What women really want is the patriarchy | The Sacred Feminine
“Women have blindly followed the feminist mantra and now find themselves lonely and confused. It’s time to welcome back the patriarchy.” I discovered this article on The Federalist …
Source: What women really want is the patriarchy | The Sacred Feminine
I discovered this article on The Federalist and I have to say that it is spot on. It accurately describes problems that women and men face, why modern relationships do not work out and how it hurts the traditional family model...
Men and women both need to ditch this feminist propaganda and find their way back to their true selves. This is the only way we can have secure and happy families with both parties feeling self-fulfillment and knowing that their role is just as important as the other's.

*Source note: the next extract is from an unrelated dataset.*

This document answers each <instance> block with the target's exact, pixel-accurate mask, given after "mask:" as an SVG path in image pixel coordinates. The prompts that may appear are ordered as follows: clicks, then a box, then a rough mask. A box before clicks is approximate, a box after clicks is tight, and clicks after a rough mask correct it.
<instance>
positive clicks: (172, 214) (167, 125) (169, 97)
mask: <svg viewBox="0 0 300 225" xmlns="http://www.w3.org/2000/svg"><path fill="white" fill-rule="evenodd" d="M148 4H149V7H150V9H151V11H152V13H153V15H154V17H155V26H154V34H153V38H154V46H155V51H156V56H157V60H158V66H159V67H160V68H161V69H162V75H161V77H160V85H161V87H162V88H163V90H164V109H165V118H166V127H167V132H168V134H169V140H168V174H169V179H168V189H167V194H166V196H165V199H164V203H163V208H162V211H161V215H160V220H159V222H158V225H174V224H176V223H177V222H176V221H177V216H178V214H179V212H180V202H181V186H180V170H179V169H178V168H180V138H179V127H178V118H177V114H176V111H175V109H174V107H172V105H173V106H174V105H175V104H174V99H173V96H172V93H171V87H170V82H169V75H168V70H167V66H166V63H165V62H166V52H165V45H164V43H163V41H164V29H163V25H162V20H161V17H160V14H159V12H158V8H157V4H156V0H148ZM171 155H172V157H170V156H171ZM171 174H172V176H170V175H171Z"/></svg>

Interesting (if provocative) reflections on the original essay by the same name, from the author of the blog, "The Sacred Feminine." Read it – and then click through to the original.
"Patriarchy" is a term, and a concept, that has gotten a bad rap from people, most of whom either misunderstand it, misrepresent it, or both – or who simply resent anything that smacks of any sort of differentiation, limitation, or hierarchy. But these are all concepts that are endemic in, one might say integral to, Nature (or, if you prefer, the Created Order), and it is interesting to see more and more women beginning to perceive the limitations of the kind of superficial egalitarianism – men and women do not have interchangeable parts, and equality does not mean identicality – that has been the conventional or received wisdom since the late 1960s.
That is not to say there has been no genuine progress during that period; there has. Nor is it say that patriarchy has always expressed itself in positive and beneficial ways; it has not. As the original essay points out, "course, not every laid-back man is a disappointment and not every assertive man is mature and kind." Human beings are fundamentally flawed and fallible, that's why Christianity exists! But another recurrent human tendency is to "throw out the baby with the bathwater," and that is something I believe we have done with many traditional concepts, patriarchy included.
As a man, I think that at least some of our frequent angst comes from being stymied, by contemporary societal expectations and conventions, from being "a man who knows his calling in life, takes responsibility, and makes it his mission to fulfill his purpose with clarity, courage, and hard work – and thus a man who cares for his mind, body, and soul to that end." Many people of both sexes pay lip service to this ideal; but it is often not one which is modeled, supported, and applauded, in practice, by those around us.
Many of us attempt (with varying success) to accomplish these ends despite the pressures, cultural cross-currents, and frequent double standards of our present society. But it can be an uphill battle, at times: albeit one worth fighting. In any case, these essays may provide some interesting food for thought – for both men and women!